General Officers M15 Pistol Serial Number GO1
Only 1,004 General Officers M15 pistols were produced at Rock Island Arsenal from 1972 to 1974. The M15 was designed at Rodman Laboratories at Rock Island Arsenal and was standardized on October 12, 1972. It was designed to replace the Colt “Model M”, .32 and .380 caliber, pocket pistols that had been issued to General Officers since 1941.
The M15 was very similar to the National Match pistols. In fact, both were rebuilt Model 1911A1 pistols that were produced by the same armorers at Rock Island Arsenal. The distinctive features of the M15 included a chromed barrel, high visibility fixed national match sight, distinctive horizontal grooves on the back grip, checkering on the front grip strap, checkered walnut grips, national match trigger, and plate for officer’s name.
The GO1 pistol belonged to Major General Henry A. Rasmussen, Commanding General of U.S. Army Weapons Command at Rock Island Arsenal at the time of the development of the M15. It was General Rasmussen who secured final approval to produce the M15 from then Chief of Staff General Abrahms.The M15 pistol was given to General Rasmussen in a wooden presentation case, one of only two presentation cases made by Rock Island Arsenal.
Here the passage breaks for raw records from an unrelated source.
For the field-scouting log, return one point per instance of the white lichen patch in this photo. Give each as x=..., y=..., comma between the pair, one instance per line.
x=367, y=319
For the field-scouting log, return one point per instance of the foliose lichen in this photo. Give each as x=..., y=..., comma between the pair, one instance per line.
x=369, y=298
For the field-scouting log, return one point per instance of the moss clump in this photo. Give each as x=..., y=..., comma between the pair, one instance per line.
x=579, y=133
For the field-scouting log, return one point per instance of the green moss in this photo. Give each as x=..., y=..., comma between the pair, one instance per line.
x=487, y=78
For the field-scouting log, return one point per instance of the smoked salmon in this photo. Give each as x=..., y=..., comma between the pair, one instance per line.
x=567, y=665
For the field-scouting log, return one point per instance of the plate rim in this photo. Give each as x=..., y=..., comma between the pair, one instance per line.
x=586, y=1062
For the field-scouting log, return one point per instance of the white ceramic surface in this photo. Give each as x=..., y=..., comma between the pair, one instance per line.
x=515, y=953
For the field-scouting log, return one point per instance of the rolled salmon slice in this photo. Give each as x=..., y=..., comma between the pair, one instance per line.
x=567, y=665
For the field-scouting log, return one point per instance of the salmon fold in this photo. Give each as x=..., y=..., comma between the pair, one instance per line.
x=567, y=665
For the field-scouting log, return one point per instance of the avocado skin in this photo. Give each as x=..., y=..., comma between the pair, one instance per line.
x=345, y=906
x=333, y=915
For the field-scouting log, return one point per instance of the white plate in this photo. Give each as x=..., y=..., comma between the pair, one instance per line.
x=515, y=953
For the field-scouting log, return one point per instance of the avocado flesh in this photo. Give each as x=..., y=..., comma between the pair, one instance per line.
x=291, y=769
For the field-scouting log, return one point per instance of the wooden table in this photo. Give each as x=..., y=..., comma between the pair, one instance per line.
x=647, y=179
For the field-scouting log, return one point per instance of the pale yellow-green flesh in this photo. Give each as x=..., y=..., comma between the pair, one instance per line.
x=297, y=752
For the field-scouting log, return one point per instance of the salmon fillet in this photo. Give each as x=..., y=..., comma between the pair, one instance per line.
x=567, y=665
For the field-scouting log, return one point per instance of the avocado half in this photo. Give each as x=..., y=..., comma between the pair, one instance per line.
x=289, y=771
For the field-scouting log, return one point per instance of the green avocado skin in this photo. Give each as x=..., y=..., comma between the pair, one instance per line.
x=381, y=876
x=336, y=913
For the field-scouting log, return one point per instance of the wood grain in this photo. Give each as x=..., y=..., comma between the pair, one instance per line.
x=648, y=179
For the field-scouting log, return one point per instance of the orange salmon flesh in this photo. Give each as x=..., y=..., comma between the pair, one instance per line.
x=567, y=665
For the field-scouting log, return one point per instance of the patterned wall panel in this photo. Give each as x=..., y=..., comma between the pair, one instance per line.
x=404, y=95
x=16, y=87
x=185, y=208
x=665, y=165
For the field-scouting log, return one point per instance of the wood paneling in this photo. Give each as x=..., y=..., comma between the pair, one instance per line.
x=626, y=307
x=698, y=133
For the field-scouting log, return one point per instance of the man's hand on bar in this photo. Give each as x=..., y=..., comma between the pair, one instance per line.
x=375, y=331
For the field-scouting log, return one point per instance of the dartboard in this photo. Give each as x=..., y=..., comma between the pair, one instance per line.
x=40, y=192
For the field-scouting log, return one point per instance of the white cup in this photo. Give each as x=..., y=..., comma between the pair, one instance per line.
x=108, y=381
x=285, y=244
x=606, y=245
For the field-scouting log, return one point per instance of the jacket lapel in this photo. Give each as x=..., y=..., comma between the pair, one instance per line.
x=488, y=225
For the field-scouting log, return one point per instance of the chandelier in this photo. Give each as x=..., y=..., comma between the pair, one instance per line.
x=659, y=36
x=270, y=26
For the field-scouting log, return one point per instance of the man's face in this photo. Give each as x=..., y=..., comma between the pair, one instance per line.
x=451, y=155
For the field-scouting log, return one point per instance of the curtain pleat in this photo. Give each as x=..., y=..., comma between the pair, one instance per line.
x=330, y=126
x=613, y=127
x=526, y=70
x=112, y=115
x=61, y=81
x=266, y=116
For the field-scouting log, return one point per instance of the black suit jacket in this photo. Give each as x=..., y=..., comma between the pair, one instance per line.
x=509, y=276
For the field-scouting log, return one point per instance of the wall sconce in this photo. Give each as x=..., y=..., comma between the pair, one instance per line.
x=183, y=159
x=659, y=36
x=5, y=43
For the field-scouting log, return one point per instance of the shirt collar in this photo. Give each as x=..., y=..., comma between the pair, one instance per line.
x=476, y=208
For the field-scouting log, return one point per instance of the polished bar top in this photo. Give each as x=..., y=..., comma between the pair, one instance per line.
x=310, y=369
This life size taxidermy horse was part of the War Department exhibit in the Government Building at the 1904 Louisiana Purchase Exposition, St. Louis, Missouri. Six horse models were used to display artillery equipment which was being manufactured by the U.S. Government. At the close of the exposition, the six horses were sent to Rock Island Arsenal and became part of the museum’s original collection.
One remaining example is presently on display. The horse is a full size, chestnut mare. The horse skeleton is intact inside a wire and plaster framework upon which the hide is mounted. The other five horses were removed from the collection at different times because of disrepair. The remaining horse is enclosed in a plexiglass case to further protect this important artifact.
Civil War Violin
One year after Rock Island Arsenal was established, a prison camp was built in 1863 to house Confederate prisoners of war. During the twenty months that the prison was in operation, 12,192 prisoners were confined at the Rock Island Barracks.
Prisoners occupied their time in a variety of ways. There was a prison library, church services, and a debating society. Games would help pass the time and the prisoners enjoyed baseball, marbles, and even tag. Some prisoners carved rings, buttons, and trinkets from shells taken from the Mississippi River. One prisoner even carved violins by hand to sell to other prisoners, guards, and visitors.Private H. E. Purdee, 7th Florida Infantry, made this violin which he sold to Mr. E. M. Cralla of Moline, Illinois on August 16, 1864. Glued inside the violin is a note which states, “is manufactured expressly for E. M. Cralla by H. E. Purdee of the 7th Fla. Reg. rebel prisoner of war. Made with a pocket knife in Barracks 33 Rock Island prison Ill. Aug. 16 – 1864”.